Sometimes the outcome of his restoration efforts is to communicate to the client that the painting is either a copy, or may have history but the subject isn't who they thought it was.

No actual comment on this particular story, but the little bit I've learned of the art community is that they put a huge amount of effort into confirming provenance. The history of the painting.

So if a lot of experts in the field are raising doubts, it's probably worth examining their statements.

Like archaeologists, most want to make a major find. It's career making. But that also requires being highly sceptical of new claims.

reply
throwaway48476
1 year ago
[-]
>Baumgartner restoration

Other conservators are less than complimentary of him and he deleted the PVA video along with a bunch of others.

reply
wrasee
1 year ago
[-]
Title: Window cleaner in quest to confirm priceless Shakespeare portrait

Later in article:

> if it were proven to be the prolific playwright, it could be worth "anywhere from £100m to £200m".

Well done BBC. I still remember when you were different.

reply
rafram
1 year ago
[-]
Oh, come on. “Priceless” is never not hyperbole. Everything has a price. But for an average person, 100 million pounds is an unimaginable amount of money. Any object worth that much is essentially priceless.
reply
wrasee
1 year ago
[-]
I considered that before posting, and I disagree.

The Crown Jewels are genuinely priceless. Yes, “priceless” is common hyperbole, but the BBC claim to integrity and quality reporting just made me think that they might consider a more accurate title.

We’ve come so far in normalising casual mis-reporting that this argument even needs to be backed up.

reply
Xylakant
1 year ago
[-]
I don’t think this portrait is any more or less priceless than the Crown Jewels. After all, the Crown Jewels are only a bunch of precious materials that an artist put together and have been associated with importance and uniqueness by (western) human history. Shakespeare is widely regarded as among the important artists in western history, so a genuine historic images would be important to many.

Now, people from other cultures may just consider both rubbish and melt down the Crown Jewels for the raw materials - or hang the portrait over their fireplace.

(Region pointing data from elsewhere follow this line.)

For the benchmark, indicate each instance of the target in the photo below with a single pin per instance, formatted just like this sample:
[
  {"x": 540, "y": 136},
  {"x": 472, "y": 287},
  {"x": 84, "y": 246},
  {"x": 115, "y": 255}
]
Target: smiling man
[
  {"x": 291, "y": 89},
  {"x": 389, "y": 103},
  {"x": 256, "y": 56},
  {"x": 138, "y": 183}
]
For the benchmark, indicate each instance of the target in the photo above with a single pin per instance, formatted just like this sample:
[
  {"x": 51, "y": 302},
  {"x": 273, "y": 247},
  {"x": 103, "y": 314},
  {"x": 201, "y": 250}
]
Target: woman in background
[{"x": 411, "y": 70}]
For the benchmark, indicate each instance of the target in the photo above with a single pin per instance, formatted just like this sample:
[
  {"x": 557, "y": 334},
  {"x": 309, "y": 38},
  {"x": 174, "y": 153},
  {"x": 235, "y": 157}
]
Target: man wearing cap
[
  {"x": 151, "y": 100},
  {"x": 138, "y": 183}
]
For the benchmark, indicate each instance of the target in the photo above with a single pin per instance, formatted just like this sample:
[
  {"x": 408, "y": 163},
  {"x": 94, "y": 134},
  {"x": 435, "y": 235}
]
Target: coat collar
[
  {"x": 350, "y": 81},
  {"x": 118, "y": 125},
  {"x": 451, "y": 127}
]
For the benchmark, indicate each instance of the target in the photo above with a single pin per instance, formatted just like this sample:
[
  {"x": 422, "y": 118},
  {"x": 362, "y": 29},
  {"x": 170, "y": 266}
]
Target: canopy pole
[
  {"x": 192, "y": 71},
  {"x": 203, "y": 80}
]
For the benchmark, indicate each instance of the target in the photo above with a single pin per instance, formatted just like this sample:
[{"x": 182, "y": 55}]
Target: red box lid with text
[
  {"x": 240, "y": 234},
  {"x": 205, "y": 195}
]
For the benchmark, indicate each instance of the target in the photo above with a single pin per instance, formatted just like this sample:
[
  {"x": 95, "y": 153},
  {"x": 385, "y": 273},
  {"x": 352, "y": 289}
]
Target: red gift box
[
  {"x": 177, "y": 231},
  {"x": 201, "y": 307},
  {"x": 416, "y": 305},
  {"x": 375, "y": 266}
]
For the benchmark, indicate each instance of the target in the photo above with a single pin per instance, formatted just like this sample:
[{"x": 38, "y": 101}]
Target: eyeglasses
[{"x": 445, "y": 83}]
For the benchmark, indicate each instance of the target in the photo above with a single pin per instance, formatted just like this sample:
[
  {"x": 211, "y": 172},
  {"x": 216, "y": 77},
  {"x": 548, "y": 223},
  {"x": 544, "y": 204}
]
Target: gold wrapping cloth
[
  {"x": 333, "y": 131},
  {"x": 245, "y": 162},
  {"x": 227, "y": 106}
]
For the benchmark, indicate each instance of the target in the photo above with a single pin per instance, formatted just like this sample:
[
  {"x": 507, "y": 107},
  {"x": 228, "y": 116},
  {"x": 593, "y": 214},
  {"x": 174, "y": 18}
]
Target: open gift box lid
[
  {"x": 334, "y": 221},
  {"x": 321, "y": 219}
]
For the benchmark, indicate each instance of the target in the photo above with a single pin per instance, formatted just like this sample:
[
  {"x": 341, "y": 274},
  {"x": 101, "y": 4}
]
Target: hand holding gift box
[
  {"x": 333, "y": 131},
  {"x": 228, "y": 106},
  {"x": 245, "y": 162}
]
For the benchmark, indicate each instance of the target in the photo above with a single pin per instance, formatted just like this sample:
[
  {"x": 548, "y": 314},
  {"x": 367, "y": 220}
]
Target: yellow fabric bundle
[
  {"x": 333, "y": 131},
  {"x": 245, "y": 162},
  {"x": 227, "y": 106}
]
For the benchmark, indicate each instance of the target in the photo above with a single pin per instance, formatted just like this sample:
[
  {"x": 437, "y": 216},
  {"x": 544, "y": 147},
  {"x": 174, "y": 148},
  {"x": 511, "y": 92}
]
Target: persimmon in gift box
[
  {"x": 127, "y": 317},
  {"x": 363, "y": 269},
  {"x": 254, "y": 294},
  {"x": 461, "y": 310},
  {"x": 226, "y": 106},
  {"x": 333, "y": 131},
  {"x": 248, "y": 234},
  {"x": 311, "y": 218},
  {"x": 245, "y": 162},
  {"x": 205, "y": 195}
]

Priceless is always in the eye of the beholder.

reply
wrasee
1 year ago
[-]
Right. And if a beholder beholds something with value that simply cannot be captured in a tradeable form (since to have a price implies it is tradable and For Sale) then no price exists for which a trade could exist. It would be literally priceless.

I'm surprised I seem to be in the minority in disagreeing with the idea that "everything has a price", as if it's just a matter of finding a number high enough.

reply
etempleton
1 year ago
[-]
It is priceless in the sense that its value is an unknown and unset. If it were a true depiction of Shakespeare of the era then it would almost certainly become one of the most valuable paintings in the world. What is that price? Who knows. Whatever someone would be willing to pay. Might be 50 million might be a billion. Nobody knows. Any attempt to price it is just a guess. Therefore it is priceless. Its value has no upper bound.
reply
wrasee
1 year ago
[-]
A price that is unknown is simply "unpriced".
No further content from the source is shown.